There are no hotels, but there are several public tree houses.
"Yellow Grass", just adjacent to Primate, was a favorite grazing area for Buffalo herds until they were all killed off by the hot lead virus. It was originally named Yellow Snow but the town council felt it was in poor taste. I wouldn't recommend Yellow Grass for a stay-over; the folks there are so prudish that they never bathe or shower because they're afraid of taking their clothes off! If you decide to go, bring along a Dukabor waitress.
"Porcupine Plain" is nestled in a valley between two mountain ranges, just a few miles south of Yellow Grass.
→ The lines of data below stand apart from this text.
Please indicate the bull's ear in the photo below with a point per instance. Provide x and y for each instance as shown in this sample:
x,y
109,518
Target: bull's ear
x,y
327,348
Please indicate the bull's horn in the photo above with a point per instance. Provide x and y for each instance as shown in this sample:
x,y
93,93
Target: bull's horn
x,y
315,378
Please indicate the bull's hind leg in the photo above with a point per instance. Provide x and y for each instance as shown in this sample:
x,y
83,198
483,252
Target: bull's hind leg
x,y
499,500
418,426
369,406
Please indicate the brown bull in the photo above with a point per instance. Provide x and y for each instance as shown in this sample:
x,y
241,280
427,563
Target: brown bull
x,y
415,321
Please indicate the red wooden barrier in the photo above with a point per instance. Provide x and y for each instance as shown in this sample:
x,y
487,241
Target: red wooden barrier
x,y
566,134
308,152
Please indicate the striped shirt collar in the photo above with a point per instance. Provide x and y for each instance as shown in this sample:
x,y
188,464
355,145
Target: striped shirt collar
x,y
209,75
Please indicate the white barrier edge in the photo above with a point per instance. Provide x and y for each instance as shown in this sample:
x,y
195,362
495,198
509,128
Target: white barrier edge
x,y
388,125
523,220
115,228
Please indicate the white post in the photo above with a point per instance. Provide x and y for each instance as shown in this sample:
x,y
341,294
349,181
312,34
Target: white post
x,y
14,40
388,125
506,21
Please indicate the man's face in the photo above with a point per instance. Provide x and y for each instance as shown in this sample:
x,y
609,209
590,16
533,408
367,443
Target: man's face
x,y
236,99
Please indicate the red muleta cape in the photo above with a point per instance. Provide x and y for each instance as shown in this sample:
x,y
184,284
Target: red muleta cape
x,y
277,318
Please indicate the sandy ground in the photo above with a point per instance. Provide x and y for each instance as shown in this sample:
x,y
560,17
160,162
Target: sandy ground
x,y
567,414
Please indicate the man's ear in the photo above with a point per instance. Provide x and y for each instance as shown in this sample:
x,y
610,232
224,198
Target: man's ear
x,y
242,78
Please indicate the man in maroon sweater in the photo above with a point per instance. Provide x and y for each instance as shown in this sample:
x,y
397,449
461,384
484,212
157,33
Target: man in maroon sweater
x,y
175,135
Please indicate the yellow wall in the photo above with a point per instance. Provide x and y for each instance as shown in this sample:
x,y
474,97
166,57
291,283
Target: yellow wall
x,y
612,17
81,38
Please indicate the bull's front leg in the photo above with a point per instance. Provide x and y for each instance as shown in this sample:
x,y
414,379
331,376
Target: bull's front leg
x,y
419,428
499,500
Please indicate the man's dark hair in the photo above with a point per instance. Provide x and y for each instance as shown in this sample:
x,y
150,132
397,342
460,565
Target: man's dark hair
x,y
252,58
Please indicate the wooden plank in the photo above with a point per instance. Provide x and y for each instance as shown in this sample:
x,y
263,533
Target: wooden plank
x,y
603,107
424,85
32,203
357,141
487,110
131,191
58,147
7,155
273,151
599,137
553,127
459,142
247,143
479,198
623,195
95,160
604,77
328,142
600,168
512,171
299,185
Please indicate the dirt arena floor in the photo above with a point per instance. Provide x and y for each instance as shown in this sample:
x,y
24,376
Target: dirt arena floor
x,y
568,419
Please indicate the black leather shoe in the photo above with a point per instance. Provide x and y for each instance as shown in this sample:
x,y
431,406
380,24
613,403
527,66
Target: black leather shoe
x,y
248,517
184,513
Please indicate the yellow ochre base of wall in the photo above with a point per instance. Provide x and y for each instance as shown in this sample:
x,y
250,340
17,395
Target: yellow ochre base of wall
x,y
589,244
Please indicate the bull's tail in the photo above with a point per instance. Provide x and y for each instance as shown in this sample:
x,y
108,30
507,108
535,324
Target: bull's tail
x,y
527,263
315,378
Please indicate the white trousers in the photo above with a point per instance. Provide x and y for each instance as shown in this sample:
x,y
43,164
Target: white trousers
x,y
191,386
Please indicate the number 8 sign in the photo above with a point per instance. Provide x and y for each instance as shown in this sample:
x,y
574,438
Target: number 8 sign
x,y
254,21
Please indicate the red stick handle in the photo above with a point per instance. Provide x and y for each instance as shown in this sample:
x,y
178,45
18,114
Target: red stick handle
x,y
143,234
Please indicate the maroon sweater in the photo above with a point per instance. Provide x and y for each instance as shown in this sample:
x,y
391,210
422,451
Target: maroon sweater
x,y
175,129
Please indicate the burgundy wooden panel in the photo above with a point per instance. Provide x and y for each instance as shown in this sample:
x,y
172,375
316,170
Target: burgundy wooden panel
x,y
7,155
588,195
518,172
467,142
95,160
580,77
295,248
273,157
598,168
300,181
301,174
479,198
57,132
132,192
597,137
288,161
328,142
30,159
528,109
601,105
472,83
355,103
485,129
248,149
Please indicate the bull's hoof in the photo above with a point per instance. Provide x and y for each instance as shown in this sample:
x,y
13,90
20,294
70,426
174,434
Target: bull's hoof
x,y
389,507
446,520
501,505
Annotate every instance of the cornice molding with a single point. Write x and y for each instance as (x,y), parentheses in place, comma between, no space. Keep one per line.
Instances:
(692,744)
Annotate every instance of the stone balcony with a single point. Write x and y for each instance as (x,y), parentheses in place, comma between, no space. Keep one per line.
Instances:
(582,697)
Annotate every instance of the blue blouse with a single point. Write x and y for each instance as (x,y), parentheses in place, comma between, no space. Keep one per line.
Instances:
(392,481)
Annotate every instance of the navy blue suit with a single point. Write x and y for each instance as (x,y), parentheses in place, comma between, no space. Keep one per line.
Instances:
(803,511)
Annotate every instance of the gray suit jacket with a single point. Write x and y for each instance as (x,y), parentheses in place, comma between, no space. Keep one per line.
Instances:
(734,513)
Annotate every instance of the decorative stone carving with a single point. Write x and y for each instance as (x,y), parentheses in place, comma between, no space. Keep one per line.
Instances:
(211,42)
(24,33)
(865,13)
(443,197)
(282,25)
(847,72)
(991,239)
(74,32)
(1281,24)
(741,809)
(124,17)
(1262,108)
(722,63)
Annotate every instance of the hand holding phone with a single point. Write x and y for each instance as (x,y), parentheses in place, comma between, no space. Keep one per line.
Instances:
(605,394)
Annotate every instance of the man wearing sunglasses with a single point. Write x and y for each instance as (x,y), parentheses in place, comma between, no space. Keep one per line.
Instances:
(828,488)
It was named by Scottish explorers who foolishly roamed through the high brush in their kilts. There's a hotel in town but their "continental breakfast" is a cup of warm water and a handful of rolled oats.
At that point, you're not far from Big Beaver! This resort town is on the shore of Lake Saskatoon, the massive central lake of Saskatchewan. The beavers are so big along this lake, their abandoned dens are used as motels! Some biologists claim that the mineral content in the lake water is responsible for their size, others say it's the rich supply of barnacles, the favored food of these flat-tailed rodents.
You'll want to spend most of your vacation time along the shores of this wonderful lake. I've often said that I'd like to tour Saskatchewan myself but I'm so busy with writing and answering mail - well, you know how it is.
Hope this helps you Lisa.
Keep on travellin'!

Blitz

4 comments:

Anonymous said...

Is Big Beaver the place where Beaver Tails, the delectable treat, originated? I tasted them first in Thailand, and they were absolutely delicious with hot sauce.

Lisa M. said...

Hello and Hi,

Blitz, I am again Lisa M., student from Belgium. I make complaint against you, since for what you make mocking of interrogations I have? I go somewhere else for to have my information on Canada traveling.

Lady Wynters said...

Idleness is never evident in the eye of the idler!

Boeing Barenboim said...

Blitz, I have a genealogical question- are the Angus Hat Kruthammers related in any way to the Kuala Lumpur Kru Tamurs? What about the Bolivian Crue-Tapirs? Do you have a family tree you'd like to share with us?